The Belmont report also covers the idea of justice, described by the question, “[w]ho ought to receive the benefits of research and bear its burdens?” The seven research outcomes, now used to select research with the potential to be DGoF, describe enhancements to pathogenic or toxic traits that have the potential to cause epidemic or pandemic disease or pose unacceptable toxic dangers—to people, livestock, or crops. The dire societal consequences seen during the COVID-19 pandemic—in terms of human life and economic, educational, and social opportunities lost—should inform the consideration of SSC when assessing DGoF research; the COVID-19 experience frames the EO’s requirement for review of SSC as an ethical assessment review process. This is separate from the IBC’s purview of assessing the adequacy of biosafety practices. The assessment of SSC is founded on the assumption that biocontainment strategies may conceivably fail. The assessment must focus on whether the consequences of introducing a biological agent, whose properties are reasonably anticipated to have been modified to achieve the proposed experimental outcomes, are acceptable—in light of the anticipated benefits to society from the research. No previous research oversight framework has been fundamentally grounded in the anticipation that biocontainment practices can, and—with some non-zero probability—will, fail.

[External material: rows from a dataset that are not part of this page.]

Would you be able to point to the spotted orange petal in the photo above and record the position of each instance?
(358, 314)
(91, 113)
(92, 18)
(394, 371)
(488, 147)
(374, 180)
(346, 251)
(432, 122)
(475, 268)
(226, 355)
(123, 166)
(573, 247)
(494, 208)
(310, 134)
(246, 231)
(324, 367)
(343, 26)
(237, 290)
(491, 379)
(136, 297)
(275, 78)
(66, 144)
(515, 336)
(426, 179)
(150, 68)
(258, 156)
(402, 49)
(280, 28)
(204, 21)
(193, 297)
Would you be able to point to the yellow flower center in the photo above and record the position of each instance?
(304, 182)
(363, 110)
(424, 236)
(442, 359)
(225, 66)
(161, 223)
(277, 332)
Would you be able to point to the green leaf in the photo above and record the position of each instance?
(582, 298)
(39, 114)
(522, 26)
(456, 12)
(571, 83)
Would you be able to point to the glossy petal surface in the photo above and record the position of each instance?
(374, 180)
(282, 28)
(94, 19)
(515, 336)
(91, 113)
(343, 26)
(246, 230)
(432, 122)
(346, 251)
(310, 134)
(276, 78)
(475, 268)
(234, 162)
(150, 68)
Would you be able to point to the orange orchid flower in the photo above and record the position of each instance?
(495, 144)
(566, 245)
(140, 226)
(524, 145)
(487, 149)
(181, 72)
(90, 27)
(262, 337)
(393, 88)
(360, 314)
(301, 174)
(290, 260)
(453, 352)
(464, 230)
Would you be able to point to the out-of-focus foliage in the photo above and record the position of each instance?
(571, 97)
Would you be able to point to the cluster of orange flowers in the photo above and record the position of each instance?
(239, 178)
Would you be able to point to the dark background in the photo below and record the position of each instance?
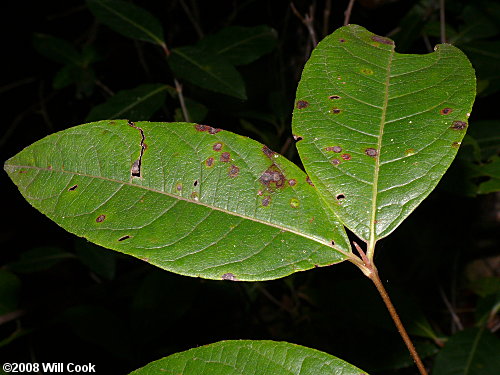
(86, 304)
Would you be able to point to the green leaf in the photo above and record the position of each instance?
(470, 352)
(193, 199)
(379, 128)
(246, 357)
(128, 19)
(138, 103)
(207, 70)
(240, 45)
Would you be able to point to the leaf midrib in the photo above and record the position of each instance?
(312, 238)
(373, 236)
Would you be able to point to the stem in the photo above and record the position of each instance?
(366, 265)
(394, 315)
(347, 12)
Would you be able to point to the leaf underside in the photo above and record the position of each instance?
(245, 357)
(188, 198)
(379, 129)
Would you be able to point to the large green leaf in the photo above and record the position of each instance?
(470, 352)
(137, 103)
(379, 128)
(207, 70)
(246, 357)
(128, 19)
(185, 197)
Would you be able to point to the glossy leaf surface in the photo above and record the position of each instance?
(379, 128)
(138, 103)
(245, 357)
(188, 198)
(207, 70)
(128, 19)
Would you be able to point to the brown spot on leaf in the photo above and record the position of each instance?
(136, 169)
(266, 201)
(206, 128)
(334, 148)
(229, 276)
(273, 176)
(381, 39)
(346, 156)
(294, 203)
(301, 104)
(233, 171)
(209, 162)
(267, 151)
(458, 125)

Part C of the Belmont report provides guidance on the benefit/risk analysis, emphasizing that “alternative ways of obtaining the benefits sought in the research” must be explored to counter “concern about the loss of substantial benefits that might be gained from research.”
The BWC prohibits life sciences research with no justification for prophylactic, protective, or other peaceful purposes, while also asserting that state parties retain the right to conduct research that is peaceful and stipulates that the prohibition should be designed to avoid hampering the economic or technical development of state parties (11). This document is internationally recognized and foundational to U.S. legal codes about the peaceful use of microorganisms (17). The idea that some life sciences research poses unacceptable risks to society and should not be carried out is recognized in the NSABB and Belmont reports and by the prohibition contained in the BWC (10, 11). Furthermore, the IAP statement—released in anticipation of a meeting of state parties in 2005—also stresses the importance of scientists identifying and reporting violations of those prohibitions (12). As the BWC is an international legal document, reflecting strong worldwide consensus against the misuse of the life sciences, it is likely that a federally mandated ethics review of DGoF that includes an assessment of the misuse criteria from the BWC could be extended to privately funded research, closing a recognized loophole that was inherent in past review mandates—which only covered federally funded research. We note that the legal authorities to extend the prohibitions against DGoF that pose SSC were requested in section 5 of the 5 May EO (1).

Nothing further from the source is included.